# Advanced MongoDB Aggregations
Demonstrating complex aggregation pipelines across sharded collections

In [None]:
import sys
!{sys.executable} -m pip install pandas pymongo --quiet

from pymongo import MongoClient
import pandas as pd
from datetime import datetime, timedelta
import json

def print_mongo(obj):
    print(json.dumps(obj, indent=2, default=str))

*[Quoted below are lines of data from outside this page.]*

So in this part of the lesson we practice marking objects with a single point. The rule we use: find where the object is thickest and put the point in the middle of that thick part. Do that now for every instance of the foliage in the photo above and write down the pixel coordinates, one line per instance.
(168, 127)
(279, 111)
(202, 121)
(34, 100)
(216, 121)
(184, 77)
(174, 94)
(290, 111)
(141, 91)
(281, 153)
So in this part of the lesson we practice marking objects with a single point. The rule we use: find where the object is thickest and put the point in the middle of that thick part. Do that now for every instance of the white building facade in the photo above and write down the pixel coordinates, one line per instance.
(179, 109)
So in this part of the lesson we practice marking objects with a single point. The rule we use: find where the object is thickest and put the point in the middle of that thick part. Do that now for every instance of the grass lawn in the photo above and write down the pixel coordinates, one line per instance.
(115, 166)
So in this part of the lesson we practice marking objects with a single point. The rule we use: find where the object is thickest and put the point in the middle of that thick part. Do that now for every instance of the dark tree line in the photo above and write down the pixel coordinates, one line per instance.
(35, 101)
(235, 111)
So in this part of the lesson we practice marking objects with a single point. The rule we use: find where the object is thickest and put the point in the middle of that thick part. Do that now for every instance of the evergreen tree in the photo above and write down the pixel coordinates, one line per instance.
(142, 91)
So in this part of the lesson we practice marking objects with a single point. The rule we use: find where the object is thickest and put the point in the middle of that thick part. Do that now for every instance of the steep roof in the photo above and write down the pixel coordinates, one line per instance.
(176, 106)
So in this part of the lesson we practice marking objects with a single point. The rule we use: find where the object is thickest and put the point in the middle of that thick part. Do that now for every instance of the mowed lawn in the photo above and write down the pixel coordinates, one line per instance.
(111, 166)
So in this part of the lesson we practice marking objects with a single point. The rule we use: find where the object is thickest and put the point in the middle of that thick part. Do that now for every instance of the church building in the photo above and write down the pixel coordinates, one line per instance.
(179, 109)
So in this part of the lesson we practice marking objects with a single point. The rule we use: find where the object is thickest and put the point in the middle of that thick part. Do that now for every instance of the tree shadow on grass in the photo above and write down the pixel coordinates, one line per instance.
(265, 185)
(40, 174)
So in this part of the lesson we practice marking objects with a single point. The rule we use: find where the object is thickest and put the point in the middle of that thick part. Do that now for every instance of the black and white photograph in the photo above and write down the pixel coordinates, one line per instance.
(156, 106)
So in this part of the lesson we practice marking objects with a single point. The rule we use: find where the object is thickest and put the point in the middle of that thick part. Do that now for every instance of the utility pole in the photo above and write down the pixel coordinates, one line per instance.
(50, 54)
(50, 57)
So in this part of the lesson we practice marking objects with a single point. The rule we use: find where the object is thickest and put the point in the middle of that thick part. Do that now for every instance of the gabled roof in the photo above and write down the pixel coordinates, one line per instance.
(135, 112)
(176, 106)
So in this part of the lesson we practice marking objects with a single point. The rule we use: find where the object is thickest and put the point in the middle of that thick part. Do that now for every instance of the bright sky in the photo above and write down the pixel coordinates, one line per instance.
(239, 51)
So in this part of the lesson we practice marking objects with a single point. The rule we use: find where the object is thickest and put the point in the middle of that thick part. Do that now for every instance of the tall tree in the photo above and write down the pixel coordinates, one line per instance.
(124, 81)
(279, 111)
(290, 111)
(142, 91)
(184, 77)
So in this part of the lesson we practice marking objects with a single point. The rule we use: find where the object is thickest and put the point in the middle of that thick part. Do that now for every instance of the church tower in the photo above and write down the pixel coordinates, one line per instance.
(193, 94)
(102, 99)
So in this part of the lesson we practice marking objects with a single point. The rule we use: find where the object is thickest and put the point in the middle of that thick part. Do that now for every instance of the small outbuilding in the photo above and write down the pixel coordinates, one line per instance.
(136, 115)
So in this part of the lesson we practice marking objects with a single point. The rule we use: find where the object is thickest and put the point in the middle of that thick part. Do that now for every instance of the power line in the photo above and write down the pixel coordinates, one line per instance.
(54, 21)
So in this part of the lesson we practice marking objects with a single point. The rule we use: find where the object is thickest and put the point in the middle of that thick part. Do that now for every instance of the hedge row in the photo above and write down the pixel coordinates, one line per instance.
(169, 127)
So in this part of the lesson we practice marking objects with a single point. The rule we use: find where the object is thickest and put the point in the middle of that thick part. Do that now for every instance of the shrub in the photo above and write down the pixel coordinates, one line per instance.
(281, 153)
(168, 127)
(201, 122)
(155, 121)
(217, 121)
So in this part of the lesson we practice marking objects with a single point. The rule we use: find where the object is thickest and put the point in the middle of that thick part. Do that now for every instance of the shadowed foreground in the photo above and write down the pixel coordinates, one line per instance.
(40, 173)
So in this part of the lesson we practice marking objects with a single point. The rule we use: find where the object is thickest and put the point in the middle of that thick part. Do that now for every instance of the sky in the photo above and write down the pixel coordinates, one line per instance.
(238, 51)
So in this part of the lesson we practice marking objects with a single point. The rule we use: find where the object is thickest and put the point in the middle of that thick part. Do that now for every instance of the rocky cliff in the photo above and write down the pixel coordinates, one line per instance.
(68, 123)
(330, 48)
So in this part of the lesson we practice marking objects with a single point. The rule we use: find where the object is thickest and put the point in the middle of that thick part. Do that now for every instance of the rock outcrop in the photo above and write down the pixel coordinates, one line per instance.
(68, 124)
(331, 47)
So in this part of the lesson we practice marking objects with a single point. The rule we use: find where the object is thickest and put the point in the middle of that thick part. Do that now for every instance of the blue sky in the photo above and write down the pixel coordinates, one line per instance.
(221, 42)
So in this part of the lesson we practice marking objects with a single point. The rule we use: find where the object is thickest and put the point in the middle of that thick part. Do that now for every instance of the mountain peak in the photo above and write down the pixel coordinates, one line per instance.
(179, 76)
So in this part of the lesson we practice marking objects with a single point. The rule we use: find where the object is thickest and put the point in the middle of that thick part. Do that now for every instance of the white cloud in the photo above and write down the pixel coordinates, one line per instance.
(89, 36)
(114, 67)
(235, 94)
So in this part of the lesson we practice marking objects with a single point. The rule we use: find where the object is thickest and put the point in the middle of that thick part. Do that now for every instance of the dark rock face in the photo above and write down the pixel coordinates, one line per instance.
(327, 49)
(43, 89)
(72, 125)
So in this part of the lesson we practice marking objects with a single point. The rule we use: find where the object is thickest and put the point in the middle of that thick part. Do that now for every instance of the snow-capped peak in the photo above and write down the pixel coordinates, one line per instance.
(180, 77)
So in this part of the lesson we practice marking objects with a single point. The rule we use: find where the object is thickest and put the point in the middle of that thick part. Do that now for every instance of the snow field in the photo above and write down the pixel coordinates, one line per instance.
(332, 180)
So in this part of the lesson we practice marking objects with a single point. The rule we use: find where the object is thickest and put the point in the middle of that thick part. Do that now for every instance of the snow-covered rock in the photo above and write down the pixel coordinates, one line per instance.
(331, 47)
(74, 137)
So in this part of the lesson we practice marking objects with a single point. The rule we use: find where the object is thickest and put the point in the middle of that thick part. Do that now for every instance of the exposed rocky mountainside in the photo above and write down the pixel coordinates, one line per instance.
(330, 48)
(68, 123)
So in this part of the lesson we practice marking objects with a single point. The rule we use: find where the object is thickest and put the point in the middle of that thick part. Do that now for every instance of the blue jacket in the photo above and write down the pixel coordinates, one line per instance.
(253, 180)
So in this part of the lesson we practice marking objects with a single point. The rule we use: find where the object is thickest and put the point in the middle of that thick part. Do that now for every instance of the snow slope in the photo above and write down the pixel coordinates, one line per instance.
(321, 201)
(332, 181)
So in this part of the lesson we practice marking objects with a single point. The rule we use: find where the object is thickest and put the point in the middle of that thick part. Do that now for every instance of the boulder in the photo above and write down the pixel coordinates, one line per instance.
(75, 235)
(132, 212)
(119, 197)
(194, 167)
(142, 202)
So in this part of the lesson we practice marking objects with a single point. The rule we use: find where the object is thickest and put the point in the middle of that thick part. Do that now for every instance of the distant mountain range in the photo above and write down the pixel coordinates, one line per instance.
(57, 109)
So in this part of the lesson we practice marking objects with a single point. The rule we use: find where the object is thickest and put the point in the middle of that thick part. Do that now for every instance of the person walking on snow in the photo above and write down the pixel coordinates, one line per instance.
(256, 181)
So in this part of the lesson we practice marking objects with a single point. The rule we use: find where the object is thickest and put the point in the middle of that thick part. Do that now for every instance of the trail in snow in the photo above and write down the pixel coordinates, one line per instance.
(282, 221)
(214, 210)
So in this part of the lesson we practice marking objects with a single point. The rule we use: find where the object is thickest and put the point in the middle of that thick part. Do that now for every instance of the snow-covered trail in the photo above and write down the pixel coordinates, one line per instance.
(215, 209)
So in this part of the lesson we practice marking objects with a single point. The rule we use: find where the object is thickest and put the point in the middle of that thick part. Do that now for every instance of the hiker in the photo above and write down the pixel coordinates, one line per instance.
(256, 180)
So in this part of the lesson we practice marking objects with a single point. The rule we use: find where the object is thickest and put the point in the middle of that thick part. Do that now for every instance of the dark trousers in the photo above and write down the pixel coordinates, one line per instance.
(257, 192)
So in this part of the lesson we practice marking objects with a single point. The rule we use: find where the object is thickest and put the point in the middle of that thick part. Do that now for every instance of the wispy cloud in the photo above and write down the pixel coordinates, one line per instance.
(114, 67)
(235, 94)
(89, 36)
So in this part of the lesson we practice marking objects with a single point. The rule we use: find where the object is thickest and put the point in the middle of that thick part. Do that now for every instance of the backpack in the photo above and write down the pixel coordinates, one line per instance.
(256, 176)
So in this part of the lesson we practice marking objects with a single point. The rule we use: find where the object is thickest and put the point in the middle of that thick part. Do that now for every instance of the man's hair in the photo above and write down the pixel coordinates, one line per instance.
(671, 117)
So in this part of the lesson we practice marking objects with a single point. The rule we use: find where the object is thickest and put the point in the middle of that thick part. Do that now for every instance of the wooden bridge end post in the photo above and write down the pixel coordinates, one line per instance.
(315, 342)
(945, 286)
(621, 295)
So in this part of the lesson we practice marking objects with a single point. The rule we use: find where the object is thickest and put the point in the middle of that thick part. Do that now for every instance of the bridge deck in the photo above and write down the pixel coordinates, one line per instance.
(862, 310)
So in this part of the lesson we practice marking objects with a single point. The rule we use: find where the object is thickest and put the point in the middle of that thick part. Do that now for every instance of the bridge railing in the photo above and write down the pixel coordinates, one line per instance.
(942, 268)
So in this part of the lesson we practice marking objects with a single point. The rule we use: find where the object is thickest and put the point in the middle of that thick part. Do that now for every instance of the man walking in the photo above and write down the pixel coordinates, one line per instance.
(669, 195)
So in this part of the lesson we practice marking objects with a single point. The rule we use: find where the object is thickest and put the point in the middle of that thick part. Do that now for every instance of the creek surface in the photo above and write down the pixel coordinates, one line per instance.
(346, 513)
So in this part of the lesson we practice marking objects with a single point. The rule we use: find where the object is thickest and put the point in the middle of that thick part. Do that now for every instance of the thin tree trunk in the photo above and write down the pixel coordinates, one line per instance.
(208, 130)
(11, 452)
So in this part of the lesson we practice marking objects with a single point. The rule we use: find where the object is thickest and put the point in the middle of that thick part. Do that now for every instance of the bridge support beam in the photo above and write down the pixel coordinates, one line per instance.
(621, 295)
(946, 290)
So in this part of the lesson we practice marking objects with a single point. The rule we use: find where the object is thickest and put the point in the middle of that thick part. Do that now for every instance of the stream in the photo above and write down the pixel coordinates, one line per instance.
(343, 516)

client = MongoClient('mongodb://admin:admin@router1:27017/businessdb?authSource=admin')
db = client.businessdb
print("Connected to MongoDB")

## Example 1: Industry Analysis with Multi-Stage Pipeline
Complex analysis of organizations by industry, country, and employee count

In [None]:
pipeline = [
    # Stage 1: Group by industry and country
    {"$group": {
        "_id": {
            "industry": "$industry",
            "country": "$country"
        },
        "totalCompanies": {"$sum": 1},
        "totalEmployees": {"$sum": "$numberOfEmployees"},
        "avgEmployees": {"$avg": "$numberOfEmployees"},
        "companies": {"$push": {
            "name": "$name",
            "employees": "$numberOfEmployees"
        }}
    }},
    # Stage 2: Group by industry for summary
    {"$group": {
        "_id": "$_id.industry",
        "totalCountries": {"$sum": 1},
        "totalCompanies": {"$sum": "$totalCompanies"},
        "totalEmployees": {"$sum": "$totalEmployees"},
        "avgEmployees": {"$avg": "$avgEmployees"},
        "countries": {"$push": {
            "country": "$_id.country",
            "totalCompanies": "$totalCompanies",
            "totalEmployees": "$totalEmployees",
            "avgEmployees": "$avgEmployees",
            "companies": "$companies"
        }}
    }}
]

result = db.organizations.aggregate(pipeline)
print_mongo(list(result))